The court imposed a five-year prison term on a fourth-degree crime, tampering with physical evidence. As the Supreme Court has recently had occasion to reiterate, "the code has established a framework of structured discretion within which judges exercise their sentencing authority. . . . Crimes are classified as first, second, third, or fourth[-]degree crime in descending order of seriousness, and each degree contains a range within which a defendant may be sentenced." State v. Case, 220 N.J. 49, 63 (2014) (citing State v. Natale, 184 N.J. 458, 485 (2005) and N.J.S.A. 2C:43-6(a)). A fourth-degree crime is punishable by a maximum of eighteen months in State prison. N.J.S.A. 2C:43-6(a)(4). Hence, as the State concedes, the sentence was imposed in error, and defendant is entitled to be resentenced for that offense as well.

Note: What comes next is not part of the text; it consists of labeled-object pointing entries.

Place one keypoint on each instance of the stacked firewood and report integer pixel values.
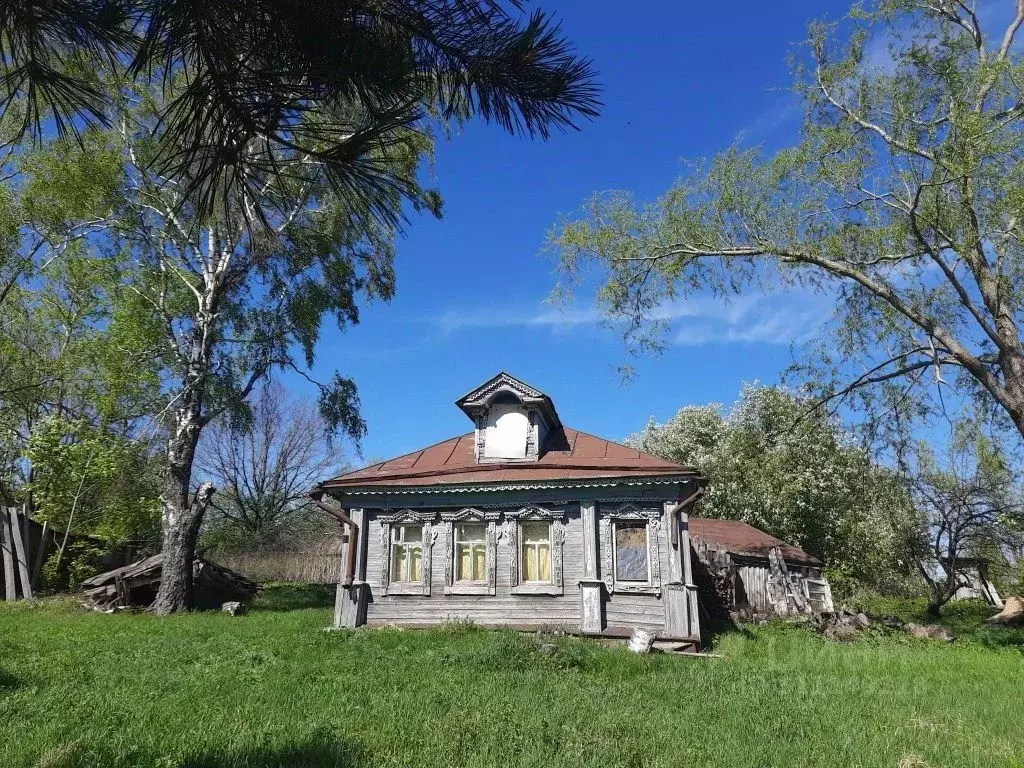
(136, 585)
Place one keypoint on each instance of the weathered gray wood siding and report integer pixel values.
(623, 610)
(503, 608)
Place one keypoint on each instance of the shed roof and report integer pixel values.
(740, 539)
(568, 455)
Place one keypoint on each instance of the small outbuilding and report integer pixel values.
(749, 569)
(521, 522)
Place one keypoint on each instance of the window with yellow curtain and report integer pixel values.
(631, 552)
(536, 539)
(471, 552)
(407, 553)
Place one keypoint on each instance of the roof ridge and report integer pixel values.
(420, 452)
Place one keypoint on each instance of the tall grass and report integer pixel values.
(273, 689)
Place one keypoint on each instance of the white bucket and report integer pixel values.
(641, 641)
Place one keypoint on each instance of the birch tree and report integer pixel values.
(903, 202)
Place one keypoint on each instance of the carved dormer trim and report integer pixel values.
(542, 418)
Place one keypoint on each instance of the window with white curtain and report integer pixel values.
(407, 554)
(470, 552)
(535, 538)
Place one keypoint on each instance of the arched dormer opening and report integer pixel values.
(508, 428)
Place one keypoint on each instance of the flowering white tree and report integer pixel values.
(797, 476)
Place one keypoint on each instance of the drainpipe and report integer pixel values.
(353, 534)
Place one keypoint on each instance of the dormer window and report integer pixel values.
(508, 429)
(513, 420)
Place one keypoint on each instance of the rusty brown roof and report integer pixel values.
(568, 455)
(740, 539)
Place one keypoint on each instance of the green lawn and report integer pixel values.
(273, 689)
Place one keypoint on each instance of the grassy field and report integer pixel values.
(273, 689)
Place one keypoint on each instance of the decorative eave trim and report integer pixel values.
(596, 482)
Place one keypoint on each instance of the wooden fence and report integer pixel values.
(24, 546)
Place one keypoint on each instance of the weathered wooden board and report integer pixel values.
(37, 566)
(20, 552)
(6, 547)
(624, 609)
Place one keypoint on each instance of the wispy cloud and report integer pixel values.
(764, 324)
(784, 114)
(780, 318)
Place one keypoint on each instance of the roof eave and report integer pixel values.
(502, 485)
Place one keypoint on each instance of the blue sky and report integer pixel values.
(681, 81)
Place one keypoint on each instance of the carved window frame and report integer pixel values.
(513, 521)
(631, 513)
(449, 521)
(407, 517)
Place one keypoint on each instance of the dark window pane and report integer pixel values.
(631, 552)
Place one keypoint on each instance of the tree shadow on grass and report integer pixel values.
(320, 753)
(279, 597)
(8, 682)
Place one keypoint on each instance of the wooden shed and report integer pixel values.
(521, 522)
(754, 570)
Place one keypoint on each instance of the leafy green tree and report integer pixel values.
(799, 477)
(902, 201)
(264, 156)
(242, 81)
(87, 480)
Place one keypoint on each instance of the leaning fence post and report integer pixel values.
(8, 557)
(19, 547)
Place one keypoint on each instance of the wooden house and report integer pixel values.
(522, 522)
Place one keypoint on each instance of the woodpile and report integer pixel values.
(136, 585)
(1012, 613)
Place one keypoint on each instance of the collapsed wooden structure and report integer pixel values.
(743, 568)
(136, 585)
(25, 544)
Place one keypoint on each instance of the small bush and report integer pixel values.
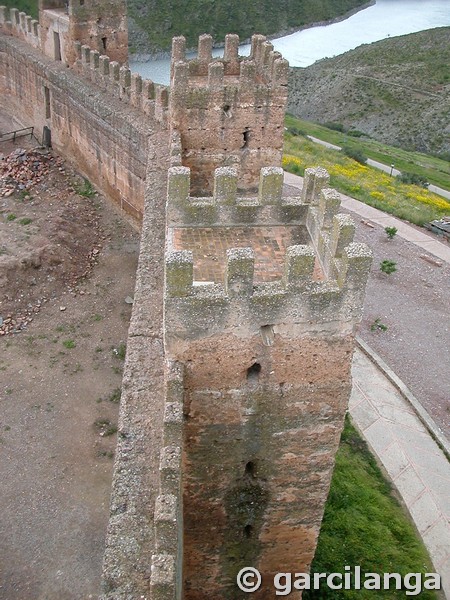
(377, 325)
(414, 179)
(120, 351)
(296, 131)
(391, 232)
(355, 154)
(69, 344)
(85, 189)
(357, 133)
(334, 126)
(388, 266)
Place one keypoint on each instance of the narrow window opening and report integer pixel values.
(250, 469)
(57, 45)
(47, 102)
(246, 136)
(253, 372)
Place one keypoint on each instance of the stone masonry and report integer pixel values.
(237, 374)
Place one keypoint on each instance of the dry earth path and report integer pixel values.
(65, 277)
(60, 374)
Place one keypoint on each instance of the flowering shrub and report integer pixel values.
(365, 183)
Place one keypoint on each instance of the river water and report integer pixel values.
(387, 18)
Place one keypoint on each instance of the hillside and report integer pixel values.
(396, 90)
(153, 23)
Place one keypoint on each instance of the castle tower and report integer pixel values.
(264, 335)
(228, 111)
(100, 25)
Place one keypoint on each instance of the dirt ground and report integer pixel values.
(67, 267)
(414, 304)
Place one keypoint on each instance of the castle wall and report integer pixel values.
(228, 112)
(234, 393)
(104, 136)
(266, 379)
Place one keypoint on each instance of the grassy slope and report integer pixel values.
(162, 20)
(396, 90)
(365, 525)
(153, 23)
(435, 170)
(367, 184)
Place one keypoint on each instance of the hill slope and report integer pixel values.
(396, 90)
(153, 23)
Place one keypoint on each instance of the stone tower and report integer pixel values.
(228, 111)
(263, 292)
(100, 25)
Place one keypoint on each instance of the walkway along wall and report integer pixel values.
(103, 118)
(235, 384)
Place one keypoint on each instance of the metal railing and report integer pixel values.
(17, 133)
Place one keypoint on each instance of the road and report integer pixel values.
(382, 167)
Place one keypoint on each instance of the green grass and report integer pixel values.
(367, 184)
(163, 20)
(30, 7)
(365, 525)
(435, 170)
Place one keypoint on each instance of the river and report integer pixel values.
(387, 18)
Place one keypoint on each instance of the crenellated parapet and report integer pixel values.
(226, 206)
(299, 297)
(110, 76)
(165, 578)
(20, 25)
(229, 111)
(264, 66)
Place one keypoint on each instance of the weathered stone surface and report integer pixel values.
(233, 394)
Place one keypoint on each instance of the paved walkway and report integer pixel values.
(382, 167)
(394, 424)
(412, 459)
(405, 231)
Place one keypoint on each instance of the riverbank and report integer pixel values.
(143, 57)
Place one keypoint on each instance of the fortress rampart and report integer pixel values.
(107, 120)
(247, 298)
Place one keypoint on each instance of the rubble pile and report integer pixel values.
(22, 169)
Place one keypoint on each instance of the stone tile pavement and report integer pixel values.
(209, 246)
(394, 424)
(405, 231)
(412, 459)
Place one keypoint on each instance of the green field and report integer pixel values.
(365, 525)
(367, 184)
(435, 170)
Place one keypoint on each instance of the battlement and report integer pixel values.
(165, 579)
(110, 76)
(226, 206)
(228, 111)
(263, 66)
(298, 297)
(20, 25)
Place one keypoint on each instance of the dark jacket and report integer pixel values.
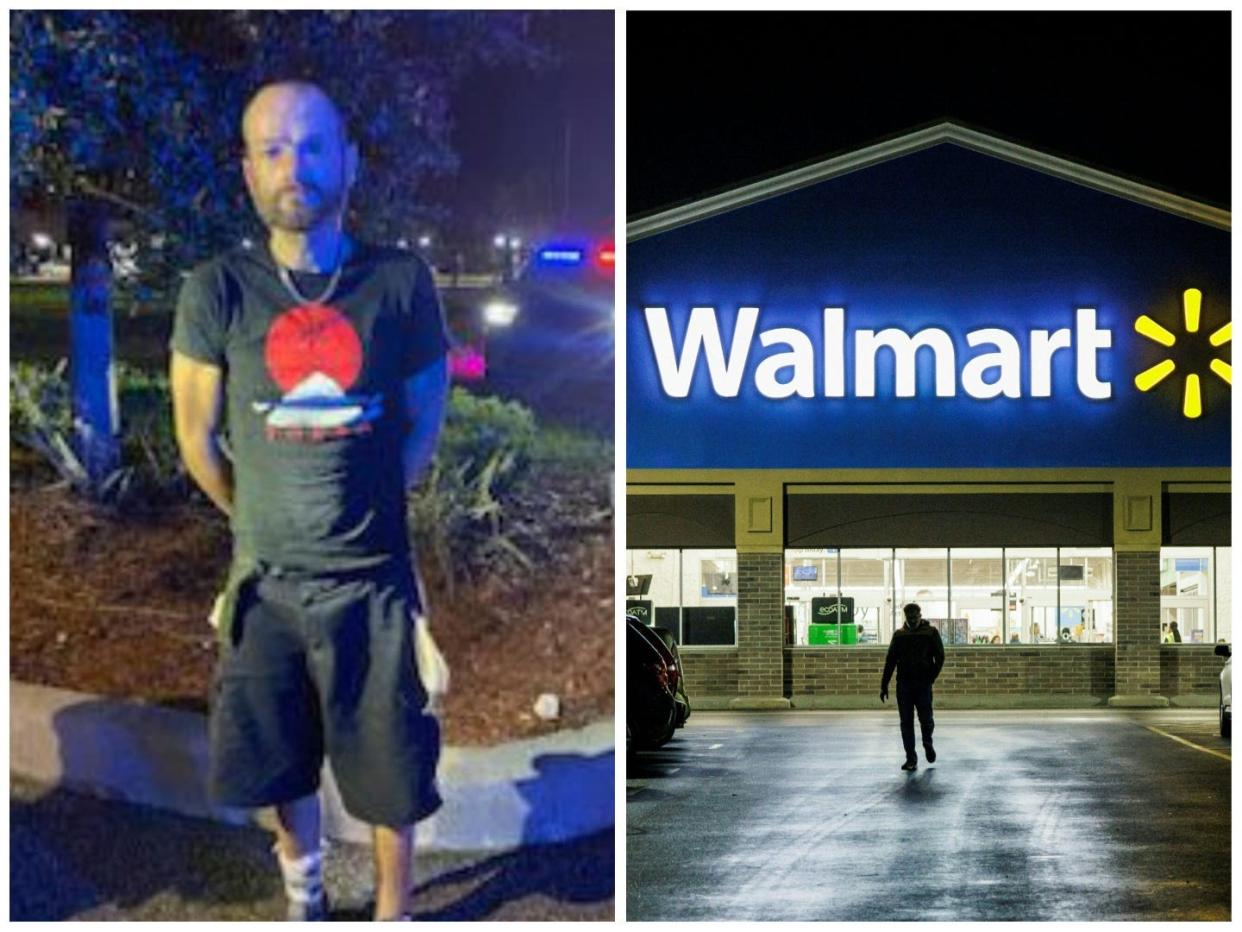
(917, 654)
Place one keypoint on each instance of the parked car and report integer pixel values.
(683, 701)
(1222, 650)
(651, 691)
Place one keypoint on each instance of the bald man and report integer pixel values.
(324, 358)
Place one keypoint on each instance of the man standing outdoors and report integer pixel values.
(918, 655)
(324, 357)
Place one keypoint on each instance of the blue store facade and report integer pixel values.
(945, 369)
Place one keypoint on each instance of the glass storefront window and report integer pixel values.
(1195, 594)
(974, 595)
(709, 598)
(1223, 594)
(976, 584)
(867, 585)
(692, 593)
(812, 610)
(1030, 594)
(1086, 610)
(922, 575)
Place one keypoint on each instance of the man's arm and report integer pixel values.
(937, 654)
(889, 664)
(198, 405)
(426, 394)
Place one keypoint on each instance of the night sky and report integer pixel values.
(717, 100)
(511, 129)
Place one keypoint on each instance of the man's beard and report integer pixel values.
(281, 211)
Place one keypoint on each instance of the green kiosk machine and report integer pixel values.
(832, 620)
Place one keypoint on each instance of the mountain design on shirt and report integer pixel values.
(314, 356)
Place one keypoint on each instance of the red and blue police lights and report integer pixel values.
(560, 255)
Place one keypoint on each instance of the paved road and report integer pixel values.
(1025, 815)
(558, 356)
(75, 858)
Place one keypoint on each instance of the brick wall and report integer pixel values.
(1190, 670)
(1137, 624)
(709, 672)
(1071, 670)
(760, 619)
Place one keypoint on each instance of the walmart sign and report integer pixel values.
(945, 308)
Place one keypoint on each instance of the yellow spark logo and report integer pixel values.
(1191, 399)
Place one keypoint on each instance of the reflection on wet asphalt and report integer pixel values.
(1025, 815)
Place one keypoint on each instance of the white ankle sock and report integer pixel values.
(303, 877)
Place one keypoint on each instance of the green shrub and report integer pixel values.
(40, 419)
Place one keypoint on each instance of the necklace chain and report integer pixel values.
(287, 280)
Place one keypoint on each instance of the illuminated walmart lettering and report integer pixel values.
(995, 370)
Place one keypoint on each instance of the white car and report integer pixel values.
(1222, 650)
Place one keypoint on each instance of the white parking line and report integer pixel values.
(1190, 743)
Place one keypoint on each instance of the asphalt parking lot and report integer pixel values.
(1093, 814)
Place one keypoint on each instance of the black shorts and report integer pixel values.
(314, 665)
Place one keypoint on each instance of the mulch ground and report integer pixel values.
(117, 604)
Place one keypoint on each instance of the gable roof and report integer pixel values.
(914, 142)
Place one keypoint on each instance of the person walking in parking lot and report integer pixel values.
(917, 653)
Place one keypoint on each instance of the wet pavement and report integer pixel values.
(1092, 814)
(77, 858)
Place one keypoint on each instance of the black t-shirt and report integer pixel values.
(314, 411)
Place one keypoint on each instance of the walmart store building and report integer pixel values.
(944, 369)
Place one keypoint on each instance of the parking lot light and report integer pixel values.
(499, 313)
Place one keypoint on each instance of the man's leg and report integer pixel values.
(297, 830)
(297, 849)
(923, 703)
(906, 711)
(393, 875)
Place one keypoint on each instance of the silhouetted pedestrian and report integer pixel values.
(918, 656)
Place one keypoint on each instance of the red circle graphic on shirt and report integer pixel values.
(313, 338)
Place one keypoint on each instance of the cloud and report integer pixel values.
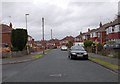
(65, 17)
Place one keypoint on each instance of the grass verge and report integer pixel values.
(104, 63)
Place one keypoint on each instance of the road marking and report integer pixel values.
(55, 75)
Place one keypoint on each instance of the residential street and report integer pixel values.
(56, 67)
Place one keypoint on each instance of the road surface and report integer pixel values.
(56, 67)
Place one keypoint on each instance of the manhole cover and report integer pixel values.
(55, 75)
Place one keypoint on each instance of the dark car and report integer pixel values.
(64, 48)
(112, 46)
(77, 52)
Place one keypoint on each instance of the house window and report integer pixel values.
(117, 28)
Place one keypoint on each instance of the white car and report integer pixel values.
(64, 48)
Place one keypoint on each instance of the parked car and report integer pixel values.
(77, 52)
(112, 46)
(64, 48)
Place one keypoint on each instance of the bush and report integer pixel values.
(99, 46)
(19, 39)
(88, 43)
(69, 44)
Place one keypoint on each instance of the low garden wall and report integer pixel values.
(14, 54)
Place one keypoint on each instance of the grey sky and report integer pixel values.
(65, 17)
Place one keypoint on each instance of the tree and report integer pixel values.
(69, 44)
(19, 39)
(88, 43)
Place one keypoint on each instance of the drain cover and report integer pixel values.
(55, 75)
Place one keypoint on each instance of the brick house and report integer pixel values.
(5, 32)
(79, 38)
(113, 31)
(86, 35)
(65, 40)
(53, 43)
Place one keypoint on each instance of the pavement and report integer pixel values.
(55, 66)
(27, 58)
(111, 60)
(105, 58)
(20, 59)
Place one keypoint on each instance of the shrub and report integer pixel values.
(99, 47)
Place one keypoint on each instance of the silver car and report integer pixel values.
(77, 52)
(64, 48)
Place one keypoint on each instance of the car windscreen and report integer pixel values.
(77, 48)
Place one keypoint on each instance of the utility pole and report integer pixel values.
(51, 34)
(26, 21)
(43, 35)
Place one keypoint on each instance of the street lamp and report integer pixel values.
(26, 29)
(43, 35)
(26, 19)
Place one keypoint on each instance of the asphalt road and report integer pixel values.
(56, 67)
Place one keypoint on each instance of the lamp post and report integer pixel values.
(26, 29)
(26, 19)
(43, 35)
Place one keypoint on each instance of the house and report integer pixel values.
(94, 35)
(53, 43)
(65, 40)
(113, 31)
(30, 41)
(79, 38)
(5, 31)
(86, 35)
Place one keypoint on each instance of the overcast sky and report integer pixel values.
(64, 17)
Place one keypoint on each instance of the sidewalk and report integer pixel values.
(105, 58)
(20, 59)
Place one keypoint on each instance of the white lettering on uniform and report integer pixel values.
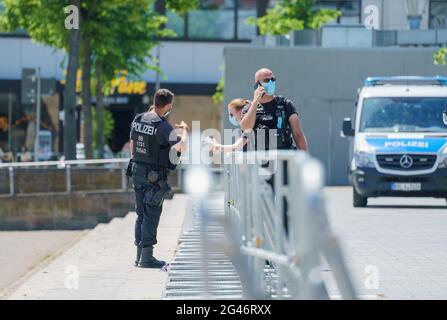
(144, 128)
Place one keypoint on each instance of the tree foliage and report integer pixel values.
(289, 15)
(181, 7)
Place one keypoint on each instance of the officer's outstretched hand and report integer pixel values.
(182, 125)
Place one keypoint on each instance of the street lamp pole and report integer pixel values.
(38, 111)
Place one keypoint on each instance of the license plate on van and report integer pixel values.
(403, 186)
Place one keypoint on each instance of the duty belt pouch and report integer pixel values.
(159, 190)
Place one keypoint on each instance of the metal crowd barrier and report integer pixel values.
(278, 226)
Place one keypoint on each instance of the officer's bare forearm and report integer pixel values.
(297, 132)
(248, 121)
(301, 142)
(182, 145)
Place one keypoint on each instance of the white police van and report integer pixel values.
(400, 139)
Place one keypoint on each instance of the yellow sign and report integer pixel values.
(119, 85)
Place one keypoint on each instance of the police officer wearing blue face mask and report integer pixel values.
(273, 112)
(154, 148)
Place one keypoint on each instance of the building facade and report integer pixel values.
(192, 65)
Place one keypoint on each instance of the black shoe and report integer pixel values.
(138, 256)
(147, 259)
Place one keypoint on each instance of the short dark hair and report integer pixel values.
(162, 98)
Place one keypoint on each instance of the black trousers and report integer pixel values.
(148, 214)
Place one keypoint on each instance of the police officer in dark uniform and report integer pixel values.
(273, 117)
(271, 112)
(155, 149)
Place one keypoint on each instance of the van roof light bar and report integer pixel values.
(408, 80)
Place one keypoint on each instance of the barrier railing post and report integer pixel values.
(123, 178)
(285, 223)
(11, 181)
(68, 178)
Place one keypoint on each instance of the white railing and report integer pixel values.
(285, 224)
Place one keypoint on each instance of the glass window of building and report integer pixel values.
(350, 10)
(176, 23)
(438, 14)
(246, 9)
(213, 20)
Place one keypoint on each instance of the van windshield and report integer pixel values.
(403, 115)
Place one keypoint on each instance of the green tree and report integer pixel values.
(289, 15)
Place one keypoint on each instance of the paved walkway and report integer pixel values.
(100, 265)
(395, 247)
(24, 251)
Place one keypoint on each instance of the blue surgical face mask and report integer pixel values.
(233, 121)
(270, 87)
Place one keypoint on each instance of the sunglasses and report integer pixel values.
(272, 79)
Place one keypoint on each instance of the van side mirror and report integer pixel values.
(347, 130)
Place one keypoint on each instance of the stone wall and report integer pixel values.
(78, 210)
(36, 180)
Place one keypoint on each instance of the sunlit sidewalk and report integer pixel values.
(100, 265)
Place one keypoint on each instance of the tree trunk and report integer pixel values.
(70, 132)
(87, 98)
(99, 109)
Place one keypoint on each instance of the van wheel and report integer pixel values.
(358, 200)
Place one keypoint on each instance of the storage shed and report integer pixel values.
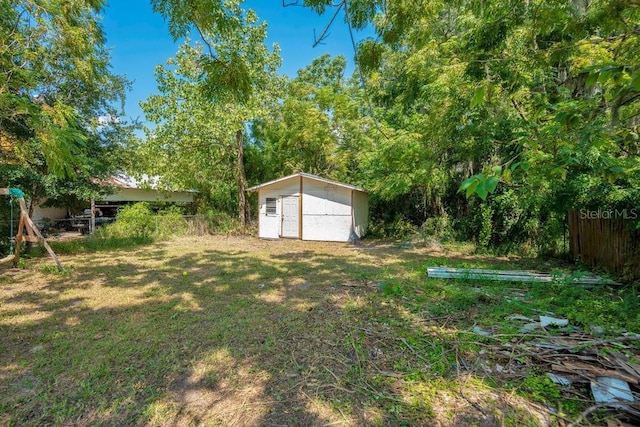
(309, 207)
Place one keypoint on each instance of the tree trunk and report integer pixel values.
(242, 181)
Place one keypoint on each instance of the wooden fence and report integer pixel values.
(606, 240)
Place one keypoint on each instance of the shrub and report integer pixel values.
(138, 220)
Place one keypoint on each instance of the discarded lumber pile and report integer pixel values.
(515, 276)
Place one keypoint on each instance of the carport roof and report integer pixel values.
(309, 176)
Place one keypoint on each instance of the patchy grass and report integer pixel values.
(240, 331)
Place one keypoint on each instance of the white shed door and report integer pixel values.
(290, 216)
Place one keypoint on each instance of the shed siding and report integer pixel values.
(270, 225)
(326, 213)
(360, 213)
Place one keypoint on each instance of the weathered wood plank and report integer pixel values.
(511, 276)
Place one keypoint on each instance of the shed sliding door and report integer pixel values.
(290, 216)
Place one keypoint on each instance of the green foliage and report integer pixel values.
(208, 93)
(58, 97)
(484, 237)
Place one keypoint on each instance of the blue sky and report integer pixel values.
(139, 40)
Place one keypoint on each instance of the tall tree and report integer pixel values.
(209, 96)
(56, 94)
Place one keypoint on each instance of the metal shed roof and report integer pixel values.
(309, 176)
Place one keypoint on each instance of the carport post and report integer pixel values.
(92, 225)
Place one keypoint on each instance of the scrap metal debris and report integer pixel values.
(516, 276)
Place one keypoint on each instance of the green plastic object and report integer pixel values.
(16, 192)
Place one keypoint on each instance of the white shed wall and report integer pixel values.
(52, 213)
(360, 213)
(269, 226)
(326, 212)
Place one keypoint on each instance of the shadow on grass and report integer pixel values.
(98, 244)
(253, 334)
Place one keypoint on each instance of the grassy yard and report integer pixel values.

No evidence of mitigating factors was presented. See State v. Dalziel, 182 N.J. 494, 504 (2005). When defendant was sentenced to a life term, certainly at the highest end of the sentencing range, the judge properly balanced the relevant factors and made a qualitative assessment of defendant's conduct. See State v. Fuentes, 217 N.J. 57, 72 (2014). The sentence was supported by credible evidence in the record, did not appear to be excessive, and did not shock our conscience. State v. Roth, 95 N.J. 334, 364-65 (1984).
Affirmed, except that the sentence on the tampering conviction is vacated, and a sentence within the statutory range shall be imposed on remand. The judge must also reconsider the kidnapping and terroristic threats sentences and whether they should be served on a consecutive or concurrent basis in accordance with this decision. On these three offenses, the court must afford defendant a new sentencing hearing. I hereby certify that the foregoing is a true copy of the original on file in my office.